His report also found that:

  • The number of severances was several times more than agreed at any other college.
  • A gross misconduct hearing against a lecturer found to have engaged in mild and moderate bullying or harassment was unduly severe, and a letter from UL’s then-president Don Barry to the Dáil Public Accounts Committee gave a misleading impression his contract was terminated for inappropriate touching of students.
  • There was a hostile working environment in UL’s accounts payable office, where two whistleblowers were the subject of prior complaints, as well as making them about their colleagues.
  • UL’s decision to issue legal proceedings against the Limerick Leader newspaper in September 2015 on its coverage of the whistleblowers’ situation, which were only withdrawn last May, was ill-conceived.

The 122-page report shows that UL misled the department on circumstances of severances of at least one of two senior staff in 2012, who were both paid over €320,000 each and then worked on a consultancy basis at UL for another three years.

UL’s communication of the matters to the department, the PAC and the comptroller and auditor general is described by Mr Thorn as a “confusing narrative”.

The university’s president Des Fitzgerald, who replaced Don Barry at the height of controversy over the issues in May, apologised to the PAC in June for sufficient information not previously being provided to it or the Higher Education Authority.

He said yesterday UL would act swiftly in response to the report and highlighted governance and other matters that have already been reviewed and some reforms already under way.

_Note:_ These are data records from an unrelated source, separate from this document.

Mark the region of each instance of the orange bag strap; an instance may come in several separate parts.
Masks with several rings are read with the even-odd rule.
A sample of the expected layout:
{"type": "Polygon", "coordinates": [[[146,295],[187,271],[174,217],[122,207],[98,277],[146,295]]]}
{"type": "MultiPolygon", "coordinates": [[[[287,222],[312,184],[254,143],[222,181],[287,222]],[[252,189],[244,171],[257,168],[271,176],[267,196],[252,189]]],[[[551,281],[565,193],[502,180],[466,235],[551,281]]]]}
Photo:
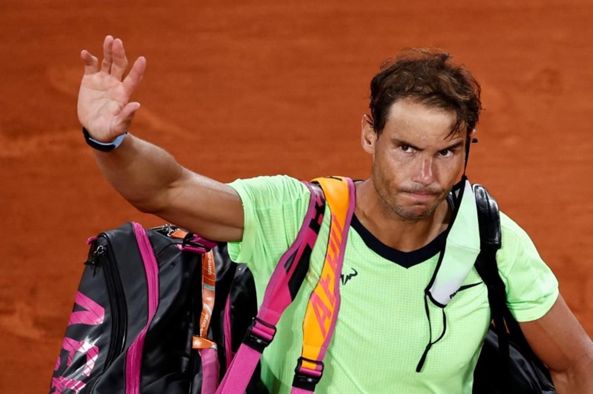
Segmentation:
{"type": "Polygon", "coordinates": [[[216,348],[216,343],[206,338],[214,307],[216,284],[214,254],[210,251],[202,255],[202,314],[200,316],[200,335],[192,337],[192,347],[194,349],[216,348]]]}
{"type": "Polygon", "coordinates": [[[302,352],[295,370],[293,392],[313,392],[323,373],[323,358],[340,309],[340,275],[354,213],[354,183],[349,178],[328,177],[313,182],[323,189],[331,212],[330,235],[319,281],[313,290],[302,323],[302,352]]]}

Mr Thorn’s review was requested by Education Minister Richard Bruton in May and commissioned by the HEA, which agreed that the report highlights how UL misled it and the department on severance arrangements.

“The HEA has given the university until Friday, November 24, to respond to the review findings, after which the HEA will consider what further action is required,” a spokesperson said.

As well as a full formal response on the entire report and its findings, and an expectation that UL act on the recommendations without delay, the question of severances is to be further probed.

UL is expected to provide an account that is “comprehensive and accurate” within one month, of the circumstances around all severances agreed.

This will be the subject of a further investigation by Mr Thorn, expected to be completed within weeks of the details being provided by UL.